During the task used in this study, a target’s color or shape consistently signaled the reward probability of that target during the stable blocks, but the reward probability of a given target color varied during the volatile blocks. Therefore, information about the identity of the target in a given location should be more reliably decoded in the stable condition from the activity of neurons encoding the position of the high-reward probability target. Indeed, the color or shape of the target in a given location could be reliably decoded for the DLPFC neurons in the stable condition, but not in the volatile condition (main effect of volatility in a reward × volatility 2-way repeated measures ANOVA, p<0.001; Figures 5 and S4). By contrast, the identity of the target in a given location could not be decoded reliably in the OFC, whereas this was weakly represented in the ACC only after unrewarded trials (one-sample t-test, p<0.05). More importantly, the accuracy of decoding the target identity was not significantly different for volatile and stable conditions in the OFC or ACC (p>0.1 in both cases). This difference across 3 cortical areas was statistically significant (region × volatility interaction in a region × volatility × reward 3-way mixed-ANOVA, p<0.01). However, the accuracy of decoding the target identity was not consistently affected by the outcome of the previous trial in any cortical areas (main effect of reward and reward × volatility interaction in a repeated measures ANOVA, p > 0.05 for all cortical areas).

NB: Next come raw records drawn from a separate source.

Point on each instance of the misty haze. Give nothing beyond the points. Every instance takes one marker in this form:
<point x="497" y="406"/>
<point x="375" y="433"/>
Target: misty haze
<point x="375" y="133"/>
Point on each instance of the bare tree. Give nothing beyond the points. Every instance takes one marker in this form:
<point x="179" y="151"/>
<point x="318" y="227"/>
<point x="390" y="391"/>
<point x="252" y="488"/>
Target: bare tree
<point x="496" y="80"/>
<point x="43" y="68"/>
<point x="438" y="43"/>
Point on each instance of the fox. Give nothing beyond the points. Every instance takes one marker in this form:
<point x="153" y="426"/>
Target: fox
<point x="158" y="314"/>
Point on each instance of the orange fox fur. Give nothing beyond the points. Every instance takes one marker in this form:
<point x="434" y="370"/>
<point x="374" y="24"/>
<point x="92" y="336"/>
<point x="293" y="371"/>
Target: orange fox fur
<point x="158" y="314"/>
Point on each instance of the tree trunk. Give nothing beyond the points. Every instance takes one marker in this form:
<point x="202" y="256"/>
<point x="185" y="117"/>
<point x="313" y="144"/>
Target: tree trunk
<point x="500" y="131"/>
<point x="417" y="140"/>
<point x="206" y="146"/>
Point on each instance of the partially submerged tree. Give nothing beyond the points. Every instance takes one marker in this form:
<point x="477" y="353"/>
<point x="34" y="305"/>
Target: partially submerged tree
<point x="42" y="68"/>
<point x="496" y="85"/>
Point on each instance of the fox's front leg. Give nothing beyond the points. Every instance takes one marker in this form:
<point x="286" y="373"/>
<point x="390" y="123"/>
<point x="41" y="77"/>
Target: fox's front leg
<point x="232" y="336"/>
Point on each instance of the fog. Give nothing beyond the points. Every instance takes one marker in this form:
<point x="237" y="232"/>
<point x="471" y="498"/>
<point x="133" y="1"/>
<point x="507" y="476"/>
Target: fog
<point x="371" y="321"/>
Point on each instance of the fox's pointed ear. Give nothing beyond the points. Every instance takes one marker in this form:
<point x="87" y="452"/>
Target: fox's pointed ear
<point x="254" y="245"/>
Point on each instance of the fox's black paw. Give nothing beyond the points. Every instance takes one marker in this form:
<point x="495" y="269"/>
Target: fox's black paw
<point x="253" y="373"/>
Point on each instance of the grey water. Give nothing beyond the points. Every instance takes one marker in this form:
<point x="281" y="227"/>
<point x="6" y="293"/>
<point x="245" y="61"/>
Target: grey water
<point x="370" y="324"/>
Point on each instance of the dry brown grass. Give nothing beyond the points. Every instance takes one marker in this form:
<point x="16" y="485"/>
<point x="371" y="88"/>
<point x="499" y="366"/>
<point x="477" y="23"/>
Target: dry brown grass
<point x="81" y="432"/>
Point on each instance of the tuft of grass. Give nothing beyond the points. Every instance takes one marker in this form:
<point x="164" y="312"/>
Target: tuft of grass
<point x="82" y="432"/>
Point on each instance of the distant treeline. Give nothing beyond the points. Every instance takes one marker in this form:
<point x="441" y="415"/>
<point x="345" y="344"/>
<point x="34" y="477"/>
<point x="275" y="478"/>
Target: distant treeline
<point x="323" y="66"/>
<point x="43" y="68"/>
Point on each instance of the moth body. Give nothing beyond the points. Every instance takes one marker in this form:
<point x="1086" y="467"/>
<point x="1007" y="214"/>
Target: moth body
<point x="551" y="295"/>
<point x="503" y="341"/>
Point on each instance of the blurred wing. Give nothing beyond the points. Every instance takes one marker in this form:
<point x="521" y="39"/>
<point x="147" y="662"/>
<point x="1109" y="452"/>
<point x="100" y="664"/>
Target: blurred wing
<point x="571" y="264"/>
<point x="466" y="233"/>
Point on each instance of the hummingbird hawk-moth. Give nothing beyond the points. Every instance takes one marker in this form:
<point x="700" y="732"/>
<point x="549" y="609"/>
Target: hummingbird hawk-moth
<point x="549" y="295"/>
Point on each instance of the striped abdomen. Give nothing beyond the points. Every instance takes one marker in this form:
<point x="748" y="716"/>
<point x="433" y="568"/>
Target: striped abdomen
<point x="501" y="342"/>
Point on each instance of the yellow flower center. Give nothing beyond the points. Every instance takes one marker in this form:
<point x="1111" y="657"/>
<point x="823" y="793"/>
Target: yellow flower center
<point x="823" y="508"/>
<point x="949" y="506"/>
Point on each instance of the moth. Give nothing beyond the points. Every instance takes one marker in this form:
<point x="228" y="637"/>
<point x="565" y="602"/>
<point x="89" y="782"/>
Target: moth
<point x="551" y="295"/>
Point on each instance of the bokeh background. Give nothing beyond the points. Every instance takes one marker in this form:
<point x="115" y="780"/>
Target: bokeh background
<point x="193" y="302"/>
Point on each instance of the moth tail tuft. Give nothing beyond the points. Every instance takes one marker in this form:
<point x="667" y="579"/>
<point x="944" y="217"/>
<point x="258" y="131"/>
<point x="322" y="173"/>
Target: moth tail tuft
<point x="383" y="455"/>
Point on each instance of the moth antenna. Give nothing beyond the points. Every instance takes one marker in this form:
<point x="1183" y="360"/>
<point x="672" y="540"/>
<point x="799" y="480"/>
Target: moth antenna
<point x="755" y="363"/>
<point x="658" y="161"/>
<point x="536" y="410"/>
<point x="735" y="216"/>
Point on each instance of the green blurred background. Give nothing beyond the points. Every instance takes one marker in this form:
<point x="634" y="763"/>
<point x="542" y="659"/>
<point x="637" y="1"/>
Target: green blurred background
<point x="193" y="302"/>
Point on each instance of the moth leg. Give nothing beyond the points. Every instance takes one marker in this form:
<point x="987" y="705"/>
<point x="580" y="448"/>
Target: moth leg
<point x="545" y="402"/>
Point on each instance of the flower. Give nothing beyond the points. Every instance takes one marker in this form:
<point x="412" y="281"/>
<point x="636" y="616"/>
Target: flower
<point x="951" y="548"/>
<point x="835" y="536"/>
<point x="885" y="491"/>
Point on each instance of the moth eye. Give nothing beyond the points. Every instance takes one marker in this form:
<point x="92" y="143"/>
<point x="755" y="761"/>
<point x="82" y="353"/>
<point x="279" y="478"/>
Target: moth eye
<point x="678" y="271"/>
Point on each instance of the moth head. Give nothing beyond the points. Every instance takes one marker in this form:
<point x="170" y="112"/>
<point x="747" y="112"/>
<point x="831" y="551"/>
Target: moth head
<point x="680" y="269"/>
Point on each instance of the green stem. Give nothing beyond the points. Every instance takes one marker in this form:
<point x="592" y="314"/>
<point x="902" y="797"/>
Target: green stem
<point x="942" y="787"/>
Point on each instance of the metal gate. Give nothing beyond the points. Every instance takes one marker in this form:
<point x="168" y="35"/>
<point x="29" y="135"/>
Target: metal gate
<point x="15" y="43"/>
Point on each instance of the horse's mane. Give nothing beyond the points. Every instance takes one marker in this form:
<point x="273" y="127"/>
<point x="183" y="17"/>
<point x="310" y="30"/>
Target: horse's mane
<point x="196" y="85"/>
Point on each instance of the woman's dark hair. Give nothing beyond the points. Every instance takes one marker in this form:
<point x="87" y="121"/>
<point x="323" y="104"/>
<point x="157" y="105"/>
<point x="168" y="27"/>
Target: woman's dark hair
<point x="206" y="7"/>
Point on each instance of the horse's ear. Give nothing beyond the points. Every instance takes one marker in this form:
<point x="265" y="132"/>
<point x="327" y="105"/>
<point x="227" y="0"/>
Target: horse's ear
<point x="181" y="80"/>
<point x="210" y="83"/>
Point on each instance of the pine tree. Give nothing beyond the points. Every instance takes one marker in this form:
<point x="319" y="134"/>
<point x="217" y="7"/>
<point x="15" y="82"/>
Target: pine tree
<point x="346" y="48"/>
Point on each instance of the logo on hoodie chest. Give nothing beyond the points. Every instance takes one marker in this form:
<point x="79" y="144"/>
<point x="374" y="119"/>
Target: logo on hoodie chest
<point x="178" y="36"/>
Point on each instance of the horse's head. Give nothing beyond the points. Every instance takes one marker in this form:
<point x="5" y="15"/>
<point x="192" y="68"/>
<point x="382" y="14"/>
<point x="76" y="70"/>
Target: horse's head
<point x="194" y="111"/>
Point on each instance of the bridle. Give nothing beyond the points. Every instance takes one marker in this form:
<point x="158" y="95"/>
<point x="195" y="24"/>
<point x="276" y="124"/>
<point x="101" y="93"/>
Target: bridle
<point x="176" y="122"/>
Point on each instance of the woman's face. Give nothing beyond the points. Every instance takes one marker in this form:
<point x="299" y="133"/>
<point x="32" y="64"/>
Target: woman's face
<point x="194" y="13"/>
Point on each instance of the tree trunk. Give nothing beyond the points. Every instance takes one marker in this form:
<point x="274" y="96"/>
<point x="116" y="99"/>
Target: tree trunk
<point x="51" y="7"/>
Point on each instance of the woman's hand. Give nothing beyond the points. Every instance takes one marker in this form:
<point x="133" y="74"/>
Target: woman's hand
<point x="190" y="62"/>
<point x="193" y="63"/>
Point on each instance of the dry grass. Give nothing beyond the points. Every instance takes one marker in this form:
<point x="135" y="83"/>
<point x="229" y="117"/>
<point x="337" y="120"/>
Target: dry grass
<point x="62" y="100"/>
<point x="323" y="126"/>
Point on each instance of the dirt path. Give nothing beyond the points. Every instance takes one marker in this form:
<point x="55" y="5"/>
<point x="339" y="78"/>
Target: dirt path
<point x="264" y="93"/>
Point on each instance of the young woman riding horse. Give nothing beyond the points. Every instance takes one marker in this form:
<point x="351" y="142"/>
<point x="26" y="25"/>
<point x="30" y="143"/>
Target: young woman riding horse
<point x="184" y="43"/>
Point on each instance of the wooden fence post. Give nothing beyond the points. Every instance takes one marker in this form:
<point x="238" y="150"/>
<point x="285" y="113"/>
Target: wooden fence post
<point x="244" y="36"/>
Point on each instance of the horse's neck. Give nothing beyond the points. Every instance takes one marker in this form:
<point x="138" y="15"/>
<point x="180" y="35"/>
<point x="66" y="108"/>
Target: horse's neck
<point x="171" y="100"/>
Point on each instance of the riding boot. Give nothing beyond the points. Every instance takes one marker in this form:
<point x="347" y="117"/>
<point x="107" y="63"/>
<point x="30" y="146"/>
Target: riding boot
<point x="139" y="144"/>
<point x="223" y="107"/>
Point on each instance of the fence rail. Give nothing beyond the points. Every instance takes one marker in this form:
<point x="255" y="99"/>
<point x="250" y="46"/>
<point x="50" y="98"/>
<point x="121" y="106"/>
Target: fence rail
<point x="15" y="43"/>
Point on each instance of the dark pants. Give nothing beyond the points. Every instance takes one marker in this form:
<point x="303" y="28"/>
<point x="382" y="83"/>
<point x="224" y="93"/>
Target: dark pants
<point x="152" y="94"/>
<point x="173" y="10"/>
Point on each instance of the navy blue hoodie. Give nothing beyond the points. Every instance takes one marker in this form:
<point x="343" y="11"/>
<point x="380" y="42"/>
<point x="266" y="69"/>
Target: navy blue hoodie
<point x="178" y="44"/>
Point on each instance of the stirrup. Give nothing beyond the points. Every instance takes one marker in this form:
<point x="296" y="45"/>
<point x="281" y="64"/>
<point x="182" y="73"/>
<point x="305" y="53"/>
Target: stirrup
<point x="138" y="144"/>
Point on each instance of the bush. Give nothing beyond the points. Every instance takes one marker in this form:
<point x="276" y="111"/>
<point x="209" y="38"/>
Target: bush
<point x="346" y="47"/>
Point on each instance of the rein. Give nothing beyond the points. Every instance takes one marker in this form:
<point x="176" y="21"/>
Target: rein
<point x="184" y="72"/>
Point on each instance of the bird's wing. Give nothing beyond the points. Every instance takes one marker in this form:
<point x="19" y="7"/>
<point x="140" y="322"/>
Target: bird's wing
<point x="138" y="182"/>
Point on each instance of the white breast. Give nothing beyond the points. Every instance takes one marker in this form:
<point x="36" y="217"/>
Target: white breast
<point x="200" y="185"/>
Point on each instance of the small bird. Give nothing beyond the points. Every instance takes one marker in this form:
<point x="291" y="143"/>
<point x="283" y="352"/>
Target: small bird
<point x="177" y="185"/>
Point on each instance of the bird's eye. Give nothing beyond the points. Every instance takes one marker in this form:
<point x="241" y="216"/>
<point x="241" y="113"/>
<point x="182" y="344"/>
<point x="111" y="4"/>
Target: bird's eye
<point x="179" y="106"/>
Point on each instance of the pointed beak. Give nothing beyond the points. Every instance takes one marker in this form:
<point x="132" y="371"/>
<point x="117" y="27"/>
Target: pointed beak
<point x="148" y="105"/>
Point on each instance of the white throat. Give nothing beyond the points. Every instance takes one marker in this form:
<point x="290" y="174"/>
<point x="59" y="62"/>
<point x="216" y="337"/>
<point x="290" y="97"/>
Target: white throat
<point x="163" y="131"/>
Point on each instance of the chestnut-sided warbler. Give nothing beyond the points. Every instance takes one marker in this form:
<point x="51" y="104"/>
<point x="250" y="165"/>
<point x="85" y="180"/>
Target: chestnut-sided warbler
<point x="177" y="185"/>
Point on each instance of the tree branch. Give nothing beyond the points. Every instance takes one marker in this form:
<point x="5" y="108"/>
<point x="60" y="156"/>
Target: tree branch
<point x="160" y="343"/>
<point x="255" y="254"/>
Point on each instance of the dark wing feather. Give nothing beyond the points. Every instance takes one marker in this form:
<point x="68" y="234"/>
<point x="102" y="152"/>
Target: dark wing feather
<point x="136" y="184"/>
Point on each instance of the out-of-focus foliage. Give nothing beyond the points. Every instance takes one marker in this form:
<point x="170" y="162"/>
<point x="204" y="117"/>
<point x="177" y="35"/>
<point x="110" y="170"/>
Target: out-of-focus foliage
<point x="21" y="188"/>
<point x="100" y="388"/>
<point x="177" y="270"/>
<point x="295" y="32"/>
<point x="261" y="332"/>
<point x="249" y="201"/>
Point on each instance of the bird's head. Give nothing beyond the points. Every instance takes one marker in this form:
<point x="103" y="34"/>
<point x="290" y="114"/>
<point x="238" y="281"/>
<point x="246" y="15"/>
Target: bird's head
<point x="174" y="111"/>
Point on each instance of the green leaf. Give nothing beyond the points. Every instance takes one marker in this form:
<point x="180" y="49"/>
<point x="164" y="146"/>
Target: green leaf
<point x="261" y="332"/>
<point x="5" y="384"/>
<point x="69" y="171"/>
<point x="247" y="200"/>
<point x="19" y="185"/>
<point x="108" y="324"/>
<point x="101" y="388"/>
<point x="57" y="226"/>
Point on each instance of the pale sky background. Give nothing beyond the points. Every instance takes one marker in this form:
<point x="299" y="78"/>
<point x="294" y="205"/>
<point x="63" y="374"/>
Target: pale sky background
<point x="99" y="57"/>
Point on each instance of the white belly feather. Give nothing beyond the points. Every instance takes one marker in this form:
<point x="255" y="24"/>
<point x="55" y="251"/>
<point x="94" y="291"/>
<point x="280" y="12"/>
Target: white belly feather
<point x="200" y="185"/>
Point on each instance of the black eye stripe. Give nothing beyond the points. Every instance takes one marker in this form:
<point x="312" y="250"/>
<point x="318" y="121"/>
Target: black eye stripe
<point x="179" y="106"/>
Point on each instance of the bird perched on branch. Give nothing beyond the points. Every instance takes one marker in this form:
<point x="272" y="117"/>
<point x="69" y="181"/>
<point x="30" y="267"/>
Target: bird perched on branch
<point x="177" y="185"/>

Figure 5. Signals related to the position of the high-reward probability target in stable blocks are not affected by previous outcome.

Figure 5

(A) An example DLPFC neuron that significantly changed its activity according to the position of the high reward-probability target in stable blocks (n = 330 trials, effect of target position in a 3-way ANOVA, p<0.10−18) significantly more strongly during the stable blocks (volatility × target position interaction, p<10−15). The activity of this neuron was not affected by previous reward (main effect of reward and its interactions, p>0.05).

(B) Time course of the average decoding accuracy for the relative positions of the two different target colors (or shapes) following rewarded and unrewarded trials in the volatile and stable blocks. Shaded areas represent ± SEM.

(C) Average decoding accuracy for the relative positions of the two different target colors (or shapes) during the post-target period (horizontal gray line in (A)). Error bars represent ± SEM. Lighter bars indicate that the decoding accuracies were not significantly above the chance level (one-sample t-test, p>0.05). See also Figure S4.

Volatility Enhances the Prefrontal Activity related to Past Events

In contrast to the signals related to the actions chosen in the previous and current trials, we found that the signals relevant for learning were encoded more robustly during the volatile blocks than during the stable blocks. In particular, the color of the target chosen by the animal in the previous trial and the outcome of this choice were key for learning for the task used in the present study, and activity in the PFC related to these two variables were represented more strongly during the volatile blocks.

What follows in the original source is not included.